L’imprenditore sotto inchiesta per connivenza con la ‘ndrangheta avrebbe parlato con un certo Elia di Ltf. «Toro riferiva di aver ricevuto da Elia la richiesta di posare 12 centimetri di asfalto poiché sarebbero stati effettuati dei controlli con i carotaggi». Questo è motivo di discussione tra Lazzaro e Toro in quanto i patti erano diversi. Lo strato di asfalto doveva essere di 8. Inoltre emerge dalla stessa telefonata che sul fondo erano stati stesi soltanto due centimetri di materiale e l’asfalto avrebbe avuto difficoltà ad aderire: «Tu speri che si attaccano 2 centimetri di fresato? Una bella minchia». Lazzaro però lo tranquillizza, rassicurandolo sul fatto che erano d’accordo con Elia che ne bastavano dieci di centimetri perché «i carotaggi sarebbero stati fatti solo nei punti dove c’era più materiale».

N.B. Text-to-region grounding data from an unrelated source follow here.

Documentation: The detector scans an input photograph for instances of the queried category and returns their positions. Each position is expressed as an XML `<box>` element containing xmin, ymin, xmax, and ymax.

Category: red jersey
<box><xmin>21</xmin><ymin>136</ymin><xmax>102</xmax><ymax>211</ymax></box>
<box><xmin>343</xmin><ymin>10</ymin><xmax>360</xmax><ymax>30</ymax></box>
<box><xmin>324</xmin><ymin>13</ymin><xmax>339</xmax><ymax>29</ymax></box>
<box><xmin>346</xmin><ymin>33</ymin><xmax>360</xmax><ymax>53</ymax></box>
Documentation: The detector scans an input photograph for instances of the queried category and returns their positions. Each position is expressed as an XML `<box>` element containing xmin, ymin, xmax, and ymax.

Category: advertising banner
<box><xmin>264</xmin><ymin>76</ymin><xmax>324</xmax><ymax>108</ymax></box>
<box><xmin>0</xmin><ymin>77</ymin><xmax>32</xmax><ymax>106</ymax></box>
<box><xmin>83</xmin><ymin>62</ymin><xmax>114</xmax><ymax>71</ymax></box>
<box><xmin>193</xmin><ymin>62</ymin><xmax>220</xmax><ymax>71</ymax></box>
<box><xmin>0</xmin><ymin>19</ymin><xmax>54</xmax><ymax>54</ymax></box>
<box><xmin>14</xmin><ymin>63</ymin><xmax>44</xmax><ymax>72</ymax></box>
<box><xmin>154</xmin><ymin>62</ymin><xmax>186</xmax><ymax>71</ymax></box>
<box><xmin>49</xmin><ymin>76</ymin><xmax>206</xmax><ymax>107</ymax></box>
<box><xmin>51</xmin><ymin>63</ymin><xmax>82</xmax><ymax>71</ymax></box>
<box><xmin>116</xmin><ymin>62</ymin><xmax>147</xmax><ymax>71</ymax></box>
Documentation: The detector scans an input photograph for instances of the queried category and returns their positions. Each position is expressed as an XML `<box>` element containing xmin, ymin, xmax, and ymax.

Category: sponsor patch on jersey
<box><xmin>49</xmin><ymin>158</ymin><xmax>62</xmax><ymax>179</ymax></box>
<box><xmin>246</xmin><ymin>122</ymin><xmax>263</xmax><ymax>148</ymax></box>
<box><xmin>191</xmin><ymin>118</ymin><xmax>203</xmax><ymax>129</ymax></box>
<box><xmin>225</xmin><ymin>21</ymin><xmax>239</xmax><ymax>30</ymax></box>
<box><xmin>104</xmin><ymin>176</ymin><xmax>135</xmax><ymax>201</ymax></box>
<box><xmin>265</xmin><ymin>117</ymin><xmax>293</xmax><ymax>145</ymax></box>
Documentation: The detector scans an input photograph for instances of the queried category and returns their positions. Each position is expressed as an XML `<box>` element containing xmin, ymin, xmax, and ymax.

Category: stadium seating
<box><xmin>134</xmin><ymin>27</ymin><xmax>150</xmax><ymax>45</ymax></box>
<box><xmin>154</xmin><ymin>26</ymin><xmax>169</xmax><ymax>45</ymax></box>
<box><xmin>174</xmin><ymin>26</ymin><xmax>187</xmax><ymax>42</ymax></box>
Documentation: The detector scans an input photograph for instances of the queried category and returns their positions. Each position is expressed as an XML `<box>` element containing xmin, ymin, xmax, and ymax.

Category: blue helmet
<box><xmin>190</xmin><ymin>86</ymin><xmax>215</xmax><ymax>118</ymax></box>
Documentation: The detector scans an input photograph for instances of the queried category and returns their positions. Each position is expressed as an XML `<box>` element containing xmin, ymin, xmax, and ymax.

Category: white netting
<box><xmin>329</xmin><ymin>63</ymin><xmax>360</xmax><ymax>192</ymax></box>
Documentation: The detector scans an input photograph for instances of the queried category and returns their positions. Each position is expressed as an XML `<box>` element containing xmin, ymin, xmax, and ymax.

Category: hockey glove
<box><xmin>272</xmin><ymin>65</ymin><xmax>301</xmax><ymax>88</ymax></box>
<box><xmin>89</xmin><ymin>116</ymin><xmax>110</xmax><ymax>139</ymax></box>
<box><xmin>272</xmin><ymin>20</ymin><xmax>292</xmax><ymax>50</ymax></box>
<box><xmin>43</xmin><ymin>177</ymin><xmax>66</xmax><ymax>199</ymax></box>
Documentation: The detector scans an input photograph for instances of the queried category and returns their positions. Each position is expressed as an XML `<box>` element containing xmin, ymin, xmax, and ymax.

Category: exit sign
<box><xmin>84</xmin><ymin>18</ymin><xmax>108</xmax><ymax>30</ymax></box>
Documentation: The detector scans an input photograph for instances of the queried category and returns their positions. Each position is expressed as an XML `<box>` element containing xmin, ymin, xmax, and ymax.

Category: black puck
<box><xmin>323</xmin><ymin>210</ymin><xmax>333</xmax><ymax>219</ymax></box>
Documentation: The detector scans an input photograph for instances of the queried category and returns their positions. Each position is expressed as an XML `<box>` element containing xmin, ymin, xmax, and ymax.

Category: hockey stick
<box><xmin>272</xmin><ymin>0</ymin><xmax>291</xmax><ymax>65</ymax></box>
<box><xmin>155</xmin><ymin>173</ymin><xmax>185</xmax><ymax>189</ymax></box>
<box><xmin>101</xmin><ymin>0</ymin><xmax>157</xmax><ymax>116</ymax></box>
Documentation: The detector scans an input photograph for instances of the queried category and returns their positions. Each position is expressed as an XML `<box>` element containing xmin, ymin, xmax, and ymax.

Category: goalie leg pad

Dialoghi che mostrano l’interesse pieno di Toro nei lavori Tav. Il fatto che emerge, e che dovrebbe far riflettere sulla sicurezza del cantiere, è che gli investigatori non hanno trovato traccia di contratti registrati tra Toro, Italcostruzioni o Ltf. Il che vuol dire, secondo gli inquirenti, che l’azienda ha lavorato sotto gli occhi dei militari che presidiavano il sito senza un pezzo di carta che certificasse la sua presenza. Tra le oltre 900 pagine di ordinanza di custodia cautelare c’è anche un commento di Toro sulla qualità della posa dell’asfalto, secondo lui fatta «con modalità approssimative».
Toro punta anche su un altro imprenditore. Fabrizio Odetto. Anche lui pronto per lavorare a Chiomonte. La proposta è fargli utilizzare la sede della Toro come base operativa dell’azienda di Odetto, impegnata nel cantiere. L’imprenditore piemontese viene fermato però dagli arresti. Infatti nel 2013 è finito in carcere per altre vicende di droga ed estorsioni. Così finisce pure la sua esperienza valsusina.
Nelle carte dell’inchiesta ci sono altri riferimenti all’interesse della ‘ndrangheta per l’alta velocità. In Calabria, a San Mauro Marchiesato, madre patria della ‘ndrina finita sotto indagine, vengono registrate numerose riunioni e incontri preparatori per tuffarsi nella grande torta Tav. La ‘ndrangheta vuole correre veloce. E guadagnare molto. Questa è anche la filosofia di Toro che in una delle telefonate dice: «Ricordati queste parole… che ce la mangiamo io e te la torta dell’alta velocità».
Delle imprese Toro e Lazzaro però c’era anche traccia nei documenti sequestrati ai militanti No Tav. Bollati come terroristi che accumulavano materiale chissà per quale scopo criminale. Oggi invece la storia sembra un po’ diversa: facevano lavoro di controinformazione.